The Guidelines require a district court to “order a term of supervised release to follow imprisonment when a sentence of imprisonment of more than one year is imposed.” U.S.S.G. § 5D1.1. The district court may depart from the mandate of section 5D1.1 only if, inter alia, supervised release is not required “to protect the public welfare.” Id., Application Note l.3 Here the district court made no finding that supervised release was not necessary to protect the public welfare. Cf. United States v. Atkins, 116 F.3d 1566, 1572 n. 8 (D.C.Cir.1997) (“[A] departure from the applicable Guidelines range must be supported by ‘specific reasons explaining the extent of [the] departure.’ ”) (quoting United States v. Perkins, 963 F.2d 1523, 1528 (D.C.Cir.1992)) (citation omitted) (emphasis added).4 On the contrary, the fact that the court restricted Ginyard’s computer use and contact with his victims during supervised release manifests that it thought supervised release was necessary. With no reason not to, the district court would have been required to impose supervised release. Therefore, had Ginyard been sentenced under Rule 11(e)(1)(C) as amended, I believe that the district court’s imposition of supervised release after imprisonment would not have been error.5

. See Fed.R.Crim.P. 11(e)(1)(C) ("The court shall not participate in any discussions between the parties concerning any such plea agreement.”).

.Rule 11(e)(1)(C) as amended also allows the government to "agree that a specific ... sentencing range is the appropriate disposition of the case” (amended language emphasized). "Range” refers, in my opinion, only to the term of imprisonment. See U.S.S.G. § lBl.l(g) (Application Instruction to "determine the guideline range ... that corresponds to the offense level and criminal history category”) & (h) (Application Instruction to determine "[f|or the particular guideline range, ... the sentencing requirements and options related to ... supervision conditions”); U.S.S.G. § 5A, Application Note 1 ("The intersection of the Offense Level and Criminal history Category displays the Guideline Range in months of imprisonment.") (emphases added).

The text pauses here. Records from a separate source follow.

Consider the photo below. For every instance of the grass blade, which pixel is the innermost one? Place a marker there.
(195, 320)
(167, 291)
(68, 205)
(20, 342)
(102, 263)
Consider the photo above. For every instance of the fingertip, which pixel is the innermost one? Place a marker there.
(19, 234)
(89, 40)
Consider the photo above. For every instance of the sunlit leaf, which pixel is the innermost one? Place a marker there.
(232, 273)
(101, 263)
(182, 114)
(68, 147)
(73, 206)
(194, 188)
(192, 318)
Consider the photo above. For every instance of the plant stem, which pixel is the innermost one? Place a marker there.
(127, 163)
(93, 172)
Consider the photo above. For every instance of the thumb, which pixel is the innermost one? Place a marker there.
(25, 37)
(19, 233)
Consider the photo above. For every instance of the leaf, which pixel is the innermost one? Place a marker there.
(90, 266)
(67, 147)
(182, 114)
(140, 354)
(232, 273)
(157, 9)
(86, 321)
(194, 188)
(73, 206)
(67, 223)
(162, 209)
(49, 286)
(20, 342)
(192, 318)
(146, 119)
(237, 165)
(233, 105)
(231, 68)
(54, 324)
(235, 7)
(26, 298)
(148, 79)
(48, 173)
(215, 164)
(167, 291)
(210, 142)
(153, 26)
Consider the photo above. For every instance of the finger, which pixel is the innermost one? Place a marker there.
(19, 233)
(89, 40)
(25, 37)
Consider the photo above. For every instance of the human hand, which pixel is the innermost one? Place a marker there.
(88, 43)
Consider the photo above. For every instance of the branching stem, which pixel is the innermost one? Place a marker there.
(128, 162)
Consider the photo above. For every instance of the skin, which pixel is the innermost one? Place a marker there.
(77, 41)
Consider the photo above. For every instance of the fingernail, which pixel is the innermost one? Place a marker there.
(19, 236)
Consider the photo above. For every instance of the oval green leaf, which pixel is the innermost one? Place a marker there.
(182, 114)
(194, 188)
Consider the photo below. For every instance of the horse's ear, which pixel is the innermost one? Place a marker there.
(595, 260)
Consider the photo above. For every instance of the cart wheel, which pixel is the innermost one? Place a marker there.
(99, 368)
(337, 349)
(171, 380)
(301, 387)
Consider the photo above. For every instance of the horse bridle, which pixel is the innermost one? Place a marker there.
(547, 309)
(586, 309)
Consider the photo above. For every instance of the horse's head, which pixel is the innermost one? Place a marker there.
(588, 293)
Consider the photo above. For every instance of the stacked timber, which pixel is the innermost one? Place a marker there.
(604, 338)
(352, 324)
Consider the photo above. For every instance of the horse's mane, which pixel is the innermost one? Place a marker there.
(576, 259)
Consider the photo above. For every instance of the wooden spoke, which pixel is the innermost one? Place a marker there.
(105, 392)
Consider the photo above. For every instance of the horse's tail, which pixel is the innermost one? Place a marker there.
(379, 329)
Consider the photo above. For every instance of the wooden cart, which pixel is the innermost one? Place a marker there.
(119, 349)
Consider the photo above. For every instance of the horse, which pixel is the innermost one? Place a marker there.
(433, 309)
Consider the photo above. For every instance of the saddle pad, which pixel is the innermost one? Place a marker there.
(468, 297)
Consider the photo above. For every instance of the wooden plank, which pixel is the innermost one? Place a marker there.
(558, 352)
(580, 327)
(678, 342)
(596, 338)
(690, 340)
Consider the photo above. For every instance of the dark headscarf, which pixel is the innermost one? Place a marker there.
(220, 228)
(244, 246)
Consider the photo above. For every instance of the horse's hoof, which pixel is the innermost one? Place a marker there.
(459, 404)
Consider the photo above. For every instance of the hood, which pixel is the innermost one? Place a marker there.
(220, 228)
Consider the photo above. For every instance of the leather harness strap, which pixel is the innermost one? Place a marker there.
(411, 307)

A supervised release departure, however, is governed by section 5D1.1, Application Note 1.

. Application Note 1 includes four other bases on which to decline to impose supervised release, none of which is applicable here.

. The Atkins and Perkins holdings involved departures from the Guidelines "range,” that is, the applicable imprisonment period. See supra n. 2.

. Interestingly, Ginyard did not challenge the district court's failure to advise him of the mandatory supervised release term before ac*90cepting his plea. According to the record, the court failed to mention both supervised release and the mandatory $100 assessment per felony conviction before the court's conditional acceptance at the May 12 plea hearing. See Fed.R.Crim.P. 11(c)(1) ("Before accepting a plea ..., the court must address the defendant personally in open court and inform the defendant of, and determine that the defendant understands ... that the court is required to consider any applicable sentencing guidelines but may depart from those guidelines under some circumstances.”); see also United States v. Watley, 987 F.2d 841, 847 n. 6 (D.C.Cir.1993) ("The government concedes that the district court entirely overlooked one Rule 11(c) specification [before accepting guilty plea]; that the court did not inform Watley of the supervised release term he might receive.”). Had the two conditions been set out in the plea agreement, see Per Curiam Op. at 7 n.4, the court a might well have recited them to Ginyard before conditionally accepting his guilty plea.